Durrington Walls may have contained an ancient village at one time. The henge surrounds several smaller enclosures and timber circles and is associated with a recently excavated later Neolithic settlement.

The Stonehenge Hidden Landscapes Project team, using non-invasive geophysical prospection and remote sensing technologies, discovered evidence for a row of up to 90 standing stones, some of which may have originally measured up to 4.5 meters (14.8 feet) in height. Many of these stones have survived because they were pushed over and the massive bank of the later henge raised over the recumbent stones or the pits in which they stood.

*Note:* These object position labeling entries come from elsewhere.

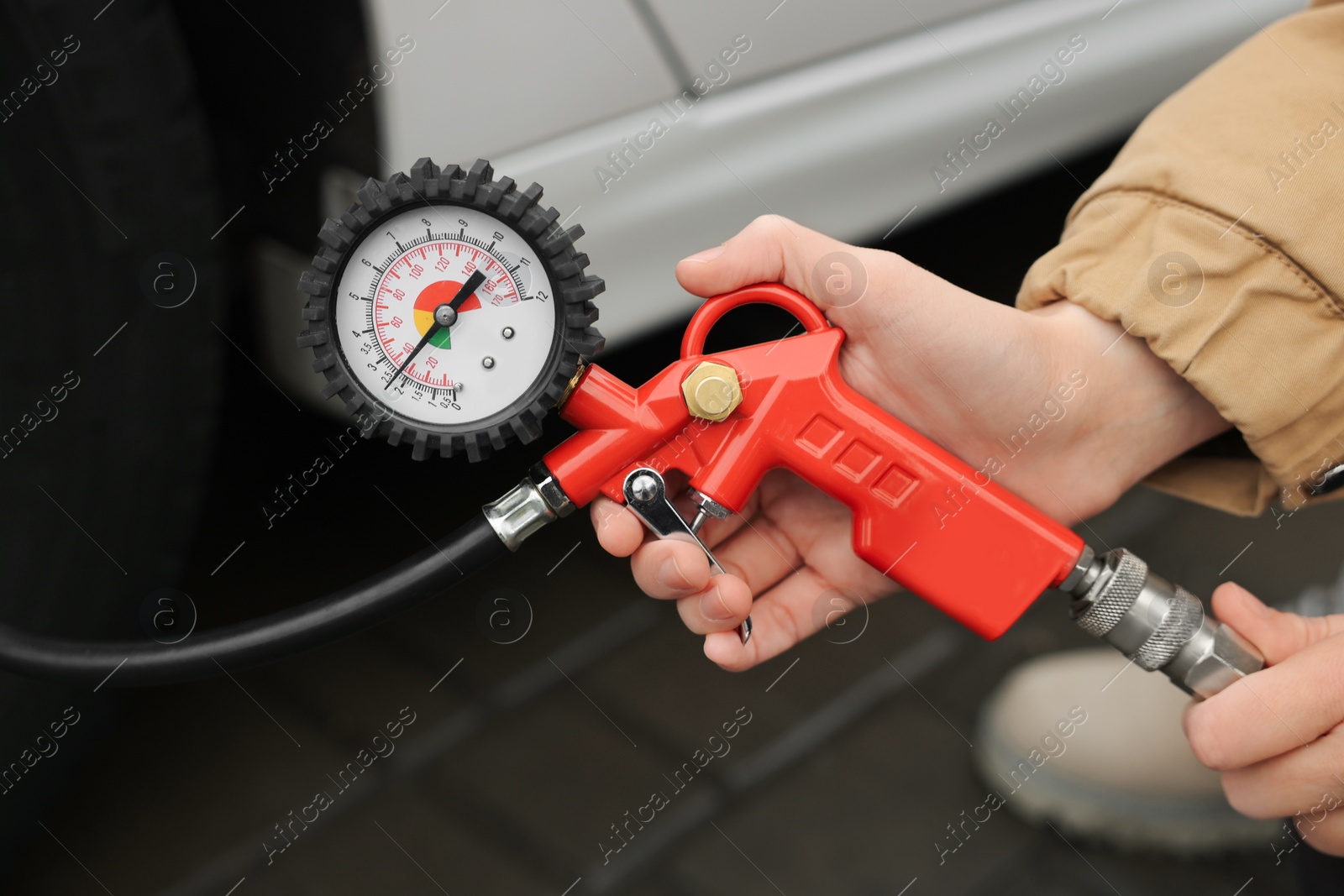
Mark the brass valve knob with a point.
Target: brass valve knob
(711, 391)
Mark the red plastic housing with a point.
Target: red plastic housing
(983, 564)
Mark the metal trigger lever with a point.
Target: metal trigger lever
(647, 496)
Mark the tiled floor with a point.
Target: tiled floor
(523, 758)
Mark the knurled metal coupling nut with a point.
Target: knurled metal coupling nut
(711, 391)
(1159, 625)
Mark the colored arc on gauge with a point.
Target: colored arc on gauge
(432, 297)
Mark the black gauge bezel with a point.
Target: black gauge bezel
(564, 266)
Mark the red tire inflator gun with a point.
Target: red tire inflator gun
(727, 418)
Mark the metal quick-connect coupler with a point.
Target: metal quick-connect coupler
(1158, 625)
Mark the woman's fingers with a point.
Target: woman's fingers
(669, 569)
(774, 249)
(1280, 708)
(1308, 781)
(618, 531)
(781, 618)
(719, 607)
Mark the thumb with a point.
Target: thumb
(1274, 633)
(774, 249)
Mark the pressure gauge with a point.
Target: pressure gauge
(449, 311)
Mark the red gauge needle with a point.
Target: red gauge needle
(444, 316)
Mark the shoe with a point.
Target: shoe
(1093, 745)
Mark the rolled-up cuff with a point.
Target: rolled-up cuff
(1240, 320)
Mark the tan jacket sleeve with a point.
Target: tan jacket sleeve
(1218, 235)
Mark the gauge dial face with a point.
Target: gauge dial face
(410, 266)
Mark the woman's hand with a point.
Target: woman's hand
(1277, 735)
(956, 367)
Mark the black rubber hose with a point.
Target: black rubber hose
(249, 644)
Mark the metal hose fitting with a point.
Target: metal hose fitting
(1158, 625)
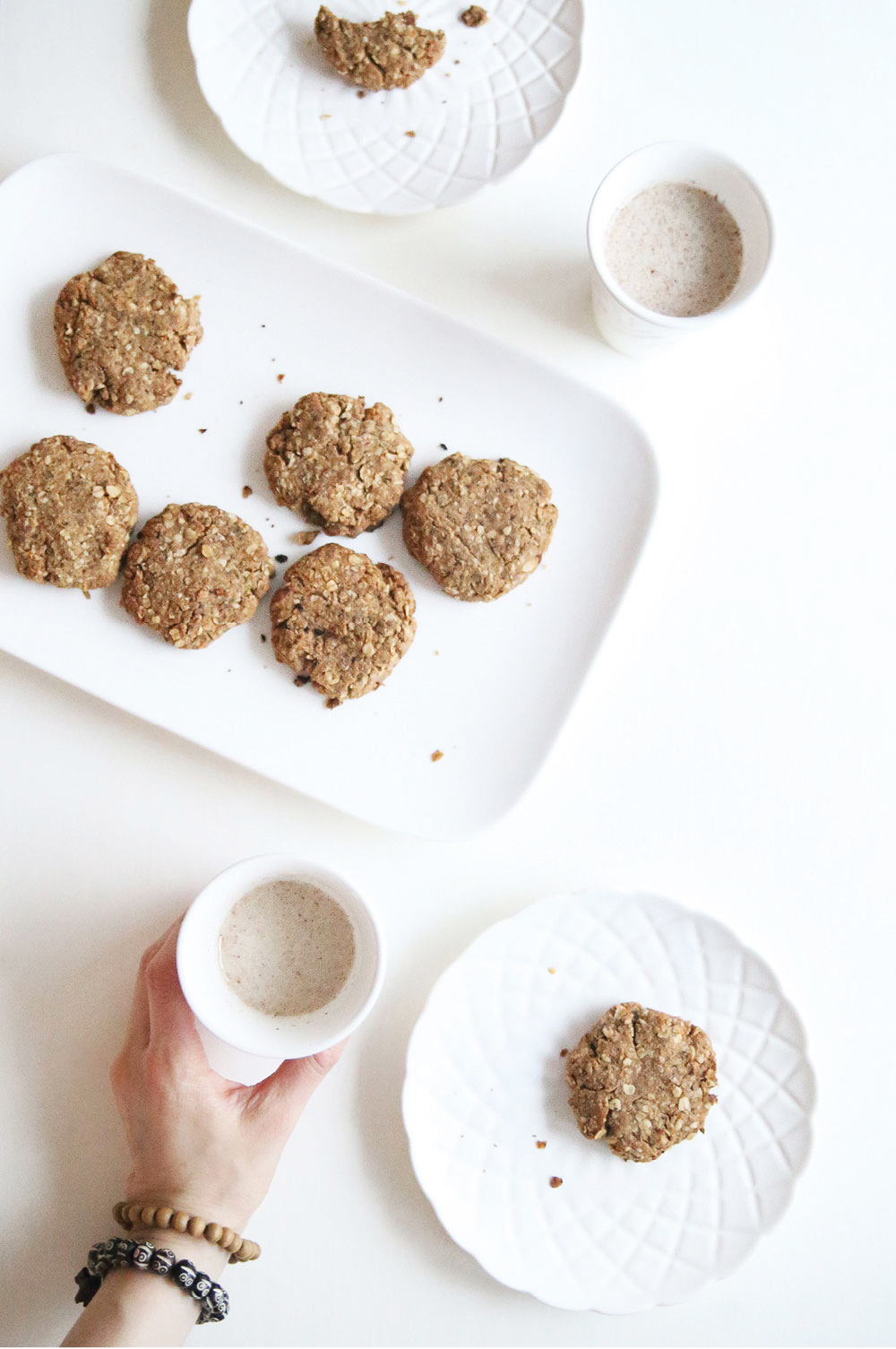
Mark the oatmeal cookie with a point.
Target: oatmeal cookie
(642, 1079)
(392, 53)
(71, 509)
(120, 331)
(194, 572)
(479, 526)
(338, 464)
(341, 621)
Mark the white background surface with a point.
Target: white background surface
(733, 749)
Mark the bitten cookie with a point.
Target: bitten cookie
(71, 509)
(122, 329)
(642, 1079)
(341, 622)
(338, 464)
(194, 572)
(479, 526)
(392, 53)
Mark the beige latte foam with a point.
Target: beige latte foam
(676, 250)
(287, 948)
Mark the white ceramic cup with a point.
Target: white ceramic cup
(633, 328)
(216, 1004)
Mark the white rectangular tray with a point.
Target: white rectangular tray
(486, 684)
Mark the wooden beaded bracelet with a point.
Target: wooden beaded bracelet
(127, 1213)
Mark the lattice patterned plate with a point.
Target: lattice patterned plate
(486, 1082)
(475, 117)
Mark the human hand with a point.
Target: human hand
(199, 1141)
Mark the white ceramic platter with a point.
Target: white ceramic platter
(486, 684)
(486, 1082)
(475, 115)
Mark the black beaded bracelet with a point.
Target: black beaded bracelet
(143, 1255)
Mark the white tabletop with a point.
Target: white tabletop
(733, 748)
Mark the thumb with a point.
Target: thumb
(293, 1085)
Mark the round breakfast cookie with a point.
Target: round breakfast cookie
(341, 621)
(338, 464)
(120, 331)
(71, 509)
(642, 1079)
(194, 572)
(390, 53)
(479, 526)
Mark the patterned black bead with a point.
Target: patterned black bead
(88, 1286)
(202, 1286)
(142, 1255)
(184, 1274)
(162, 1260)
(219, 1300)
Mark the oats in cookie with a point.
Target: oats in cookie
(341, 621)
(194, 572)
(479, 526)
(390, 53)
(642, 1079)
(122, 329)
(474, 16)
(336, 463)
(69, 509)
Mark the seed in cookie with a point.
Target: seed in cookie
(122, 329)
(71, 509)
(392, 53)
(341, 621)
(338, 464)
(642, 1079)
(479, 526)
(194, 572)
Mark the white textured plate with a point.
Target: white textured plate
(475, 115)
(485, 1081)
(486, 684)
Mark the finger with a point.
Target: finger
(172, 1025)
(293, 1085)
(138, 1031)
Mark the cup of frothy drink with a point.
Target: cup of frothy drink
(280, 956)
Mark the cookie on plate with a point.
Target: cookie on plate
(338, 464)
(71, 509)
(642, 1079)
(194, 572)
(122, 329)
(479, 526)
(390, 53)
(341, 621)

These stones have been hidden for millennia.

Durrington Walls is less than 3 kilometres (1.86 miles) from Stonehenge. It is a circular earthwork, some 15 times larger than Stonehenge.
Artist’s concept of standing stones beneath Durrington Walls super-henge.

At Durrington, more than 4.5 thousand years ago, a natural depression near the river Avon appears to have been accentuated by a chalk cut scarp and then delineated on the southern side by the row of massive stones. Essentially forming a C-shaped ‘arena’, the monument may have surrounded traces of springs and a dry valley leading from there into the Avon.

Although none of the stones has yet been excavated, researchers are interested in a unique sarsen standing stone – a kind of sandstone boulder – which they are calling the Cuckoo Stone, in the adjacent field.

The researchers say this particular stone suggests that other stones may have come from local sources.

“Cuckoo Stone” in a field near Durrington Walls. Researchers are interested in this stone as being possibly related to the stones buried beneath the structure.

Previous, intensive study of the area around Stonehenge had led archaeologists to believe that only Stonehenge and a smaller henge at the end of what researchers call Stonehenge Avenue possessed significant stone structures. The researchers now say:

The latest surveys now provide evidence that Stonehenge’s largest neighbour, Durrington Walls, had an earlier phase which included a large row of standing stones probably of local origin and that the context of the preservation of these stones is exceptional and the configuration unique to British archaeology.

Radar evidence for hidden stones at Durrington Walls.

The earthwork enclosure at Durrington Walls was built about a century after the Stonehenge sarsen circle (in the 27th century BC), but archaeologists say the new stone row could be contemporary with or earlier than this.

Paul Garwood, Senior Lecturer in Archaeology at the University of Birmingham is the principal prehistorian on the project. Garwood said in a statement:

The extraordinary scale, detail and novelty of the evidence produced by the Stonehenge Hidden Landscapes Project, which the new discoveries at Durrington Walls exemplify, is changing fundamentally our understanding of Stonehenge and the world around it.

Everything written previously about the Stonehenge landscape and the ancient monuments within it will need to be re-written.

Artist concept of standing stones at Durrington Walls.